The Black Snob is officially at blacksnob.com! If you saved the old address, no worries, I still haven’t figured out how to make the new address the main address. For now, they’re both sharing.
It’s confusing. I’m not an internet superstar over here. So if the site goes down over the weekend, that’s just me trying to figure out what the hell I’m doing.
Also, I’m returning the airwaves at NPR for their News and Notes segment. I will be jacking it up noonish on May 28th.
And I totally want to thank all the people who have donated to the “Keep me from eating Top Ramen” fund. I don’t know if you all realize how much this really means to me.
1) It means I don’t suck as a writer. After not being able to get a job as a writer for two years I was starting to think that I sucked. Thank you for fixing that.
2) I’m not completely destitute, because my parents help me out, but, dude … I’m poor.
I used to be ashamed of saying I was poor because I have degrees and such and come from an upper middle class background. Even as my phone was being cut off in California and my credit cards were being cut up and I was bargaining/lying to my landlord to keep him from evicting me I would still tell people I was middle class when really the only thing “middle class” about me was that I graduated from Hazelwood Central High School in St. Louis County a decade ago.
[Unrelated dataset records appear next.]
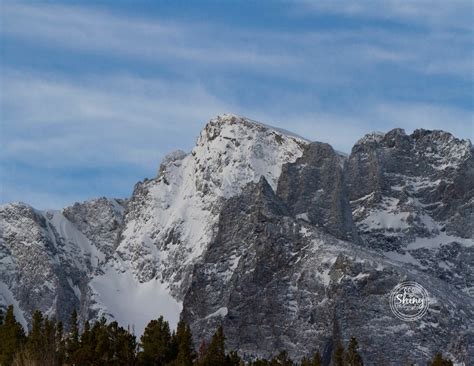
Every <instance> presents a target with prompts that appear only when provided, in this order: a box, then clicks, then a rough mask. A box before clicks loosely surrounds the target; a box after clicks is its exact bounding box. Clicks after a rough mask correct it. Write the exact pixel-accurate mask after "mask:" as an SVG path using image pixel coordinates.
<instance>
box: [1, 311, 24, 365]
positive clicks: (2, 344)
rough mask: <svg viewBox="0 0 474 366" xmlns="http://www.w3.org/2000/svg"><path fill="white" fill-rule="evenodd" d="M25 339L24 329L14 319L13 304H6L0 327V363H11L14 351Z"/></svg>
mask: <svg viewBox="0 0 474 366" xmlns="http://www.w3.org/2000/svg"><path fill="white" fill-rule="evenodd" d="M24 341H25V331H24V330H23V327H22V326H21V324H20V323H18V322H17V321H16V319H15V315H14V311H13V305H10V306H8V308H7V312H6V314H5V318H4V320H3V324H2V326H1V327H0V344H1V353H0V365H2V366H9V365H11V364H12V361H13V358H14V355H15V352H17V351H18V350H19V349H20V348H21V346H22V344H23V343H24Z"/></svg>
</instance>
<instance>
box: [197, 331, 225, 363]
mask: <svg viewBox="0 0 474 366" xmlns="http://www.w3.org/2000/svg"><path fill="white" fill-rule="evenodd" d="M226 362H227V359H226V355H225V336H224V330H223V329H222V325H219V326H218V327H217V329H216V331H215V333H214V335H213V336H212V338H211V341H210V342H209V346H208V347H207V350H206V353H205V356H204V359H203V362H202V365H203V366H219V365H226Z"/></svg>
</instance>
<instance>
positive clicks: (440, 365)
mask: <svg viewBox="0 0 474 366" xmlns="http://www.w3.org/2000/svg"><path fill="white" fill-rule="evenodd" d="M429 365H430V366H453V362H452V361H451V360H449V359H447V358H443V354H442V353H441V352H438V353H436V354H435V356H434V358H433V361H431V363H429Z"/></svg>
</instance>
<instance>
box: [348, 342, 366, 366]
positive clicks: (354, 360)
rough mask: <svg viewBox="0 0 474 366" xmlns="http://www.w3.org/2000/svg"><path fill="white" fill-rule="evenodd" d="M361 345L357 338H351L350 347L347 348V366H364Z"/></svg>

Eventually I accepted that I was broke. And there was a lot of “poor, pitiful me” (and I still do that sometimes), but I decided to keep slugging away even though I was sewing patches on my favorite jeans (which have now completely disintegrated. I still wear them around the house, but … they’re dead, man.)
When I returned to St. Louis last year, sans job, I returned with a grand total of two pairs of shoes, only one wearable. The wearable pair, some four-year-old brown European-style tennis shoes, started to die before I moved home so I bought a pair of black flats for job interviews and a pair of tennis shoes.
Then, this February, the black shoes completely fell apart, both soles cracking then falling off at the same time causing me to fall while trying to cross a brick-laid street in downtown.
So I had one pair of brown shoes where the leather was cracking and separating from the sole and another pair that was in a landfill somewhere. Most of my freelance money goes for bills and divorce/credit card debt so … you folks totally bought me two new pairs of shoes!
Really. You are really, really awesome. I can not say that enough. YOU ARE AWESOME. I didn’t think I’d get so many people so soon who were willing to help me out just because they enjoy my rants, satire, analysis and columns. I’m glad you like the content so much that you’re willing to spare some dollars for the world’s most educated quasi homeless poor person.
So the donors’ names, and their new Snob aliases, are all on the left side bar underneath my official panhandling statement. I can’t really give you anything to return the favor, but you’re all stars in my show. And thanks for the shoes!
(They’re very nice and durable.)
Yours truly,
The Snob.
PS. The picture is of Baby Sis, the “littlest” Snob in the Snob Family. Even when clowning, she was and is ever the diva.